[CentOS-virt] Problem with Xen4CentOS

Tue Nov 18 15:59:17 UTC 2014
George Dunlap <dunlapg at umich.edu>

On Sun, Nov 16, 2014 at 12:39 AM, Thomas Weyergraf
<T.Weyergraf at virtfinity.de> wrote:
> Hi folks,
>
> we (the company i am working for) are running several dozens of
> virtualisation servers using CentOS 6 + Xen4CentOS as the virtualisation
> infrastructure.
>
> With the latest versions of all packages installed [1], we see failures in
> live-migration of stock-CentOS6 HVM guests, leaving a "Domain-unnamed" on
> the source host, while the migrated guest runs fine on the target host.
>
> Domain-0                                     0  2048    64 r----- 6791.5
> Domain-Unnamed                               1  4099     4 --ps--     94.8
>
> The failure is not consistently reproducable, some guests (of the same type)
> live-migrate just fine, until eventually some seemingly random guest fails,
> leaving a "Domain-unnamed" Zombie.

Thanks for this report.

It looks like for some reason xend has asked Xen to shut down the
domain, but Xen is saying, "Sorry, can't do that yet."  That's why
restarting xend and removing things from xenstore don't work: xend is
just saying what it sees, and what it sees is a zombie domain that
refuses to die. :-)

Do you have a serial port connected to any of your servers?
* If so, could you:
 - Send the output just after you notice a domain in this state
 - Type "Ctrl-A" three times on the console to switch to Xen, and then
type 'q'  (And send the resulting output)
* If not, could you:
 - send the output of "xl dmesg"
 - Run "xl debug-keys q" and again take the output of "xl dmesg"?

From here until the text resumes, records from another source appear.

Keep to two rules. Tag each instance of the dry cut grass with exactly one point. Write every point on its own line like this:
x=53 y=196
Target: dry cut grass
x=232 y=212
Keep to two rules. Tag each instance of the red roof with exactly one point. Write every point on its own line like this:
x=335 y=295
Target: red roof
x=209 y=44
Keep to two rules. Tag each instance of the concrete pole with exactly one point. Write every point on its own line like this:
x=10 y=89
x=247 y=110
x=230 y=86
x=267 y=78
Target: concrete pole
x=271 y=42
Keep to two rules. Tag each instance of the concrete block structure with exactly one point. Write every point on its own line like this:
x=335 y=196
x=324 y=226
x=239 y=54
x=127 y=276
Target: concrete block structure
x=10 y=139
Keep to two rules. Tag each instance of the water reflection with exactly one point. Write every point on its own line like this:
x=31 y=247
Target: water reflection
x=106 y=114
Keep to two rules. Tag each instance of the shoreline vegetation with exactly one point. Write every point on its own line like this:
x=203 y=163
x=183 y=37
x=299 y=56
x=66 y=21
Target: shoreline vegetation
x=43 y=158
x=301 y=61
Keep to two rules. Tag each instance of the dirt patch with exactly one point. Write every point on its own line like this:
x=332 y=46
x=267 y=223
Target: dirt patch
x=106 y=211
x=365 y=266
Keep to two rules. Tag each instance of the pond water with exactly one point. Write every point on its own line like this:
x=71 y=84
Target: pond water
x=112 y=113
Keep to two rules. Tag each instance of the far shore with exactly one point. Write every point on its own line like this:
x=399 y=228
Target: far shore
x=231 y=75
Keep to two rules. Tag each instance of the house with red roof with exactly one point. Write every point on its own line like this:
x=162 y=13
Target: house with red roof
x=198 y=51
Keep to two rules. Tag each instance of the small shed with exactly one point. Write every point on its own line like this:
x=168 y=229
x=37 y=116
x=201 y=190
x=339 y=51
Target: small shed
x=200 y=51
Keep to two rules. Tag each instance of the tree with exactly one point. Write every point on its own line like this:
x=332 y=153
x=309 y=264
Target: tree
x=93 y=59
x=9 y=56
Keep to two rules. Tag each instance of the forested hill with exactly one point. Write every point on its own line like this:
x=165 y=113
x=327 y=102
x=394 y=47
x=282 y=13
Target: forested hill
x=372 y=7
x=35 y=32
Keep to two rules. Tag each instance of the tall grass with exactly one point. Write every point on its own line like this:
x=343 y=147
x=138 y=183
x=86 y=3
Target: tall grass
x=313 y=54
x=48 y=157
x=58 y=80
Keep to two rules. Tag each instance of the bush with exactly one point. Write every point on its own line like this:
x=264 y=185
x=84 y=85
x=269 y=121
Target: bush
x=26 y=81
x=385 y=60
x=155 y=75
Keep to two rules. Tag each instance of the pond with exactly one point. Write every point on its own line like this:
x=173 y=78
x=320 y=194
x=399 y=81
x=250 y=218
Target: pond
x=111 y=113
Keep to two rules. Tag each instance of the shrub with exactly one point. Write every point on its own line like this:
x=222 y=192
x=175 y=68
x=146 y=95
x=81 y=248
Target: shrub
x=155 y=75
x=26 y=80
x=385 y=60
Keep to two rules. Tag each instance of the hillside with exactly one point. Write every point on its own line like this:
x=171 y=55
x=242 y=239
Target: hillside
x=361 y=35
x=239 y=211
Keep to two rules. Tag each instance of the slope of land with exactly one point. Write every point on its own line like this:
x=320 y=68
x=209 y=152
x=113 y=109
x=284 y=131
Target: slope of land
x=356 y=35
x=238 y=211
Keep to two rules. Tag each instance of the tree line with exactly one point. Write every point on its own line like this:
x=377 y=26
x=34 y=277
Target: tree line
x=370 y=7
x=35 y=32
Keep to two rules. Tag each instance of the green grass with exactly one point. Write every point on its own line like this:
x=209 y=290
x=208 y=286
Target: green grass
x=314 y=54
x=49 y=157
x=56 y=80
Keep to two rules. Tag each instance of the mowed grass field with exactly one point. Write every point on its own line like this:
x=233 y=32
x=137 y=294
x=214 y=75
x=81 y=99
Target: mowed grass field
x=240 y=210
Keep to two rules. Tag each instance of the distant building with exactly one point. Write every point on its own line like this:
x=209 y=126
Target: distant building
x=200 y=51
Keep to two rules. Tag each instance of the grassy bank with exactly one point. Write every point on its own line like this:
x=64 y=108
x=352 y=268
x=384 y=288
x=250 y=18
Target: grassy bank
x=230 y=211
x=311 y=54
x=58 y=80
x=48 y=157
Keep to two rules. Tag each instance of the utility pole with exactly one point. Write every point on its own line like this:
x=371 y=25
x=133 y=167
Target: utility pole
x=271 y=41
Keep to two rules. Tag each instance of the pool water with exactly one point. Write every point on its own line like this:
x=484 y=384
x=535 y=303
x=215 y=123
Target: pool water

Can you also do "ps ax | grep qemu" to check to see if the qemu
instance associated with this domain has actually been destroyed, or
if it's still around?

Also, have you tried running "xl destroy" on the domain and seeing
what happens?  xl is stateless, so it can often do things along side
of xend.  This is not a good idea in general as they can freqently end
up stepping on each others' toes; but in this case I think it
shouldn't be a problem.

Thanks,

 -George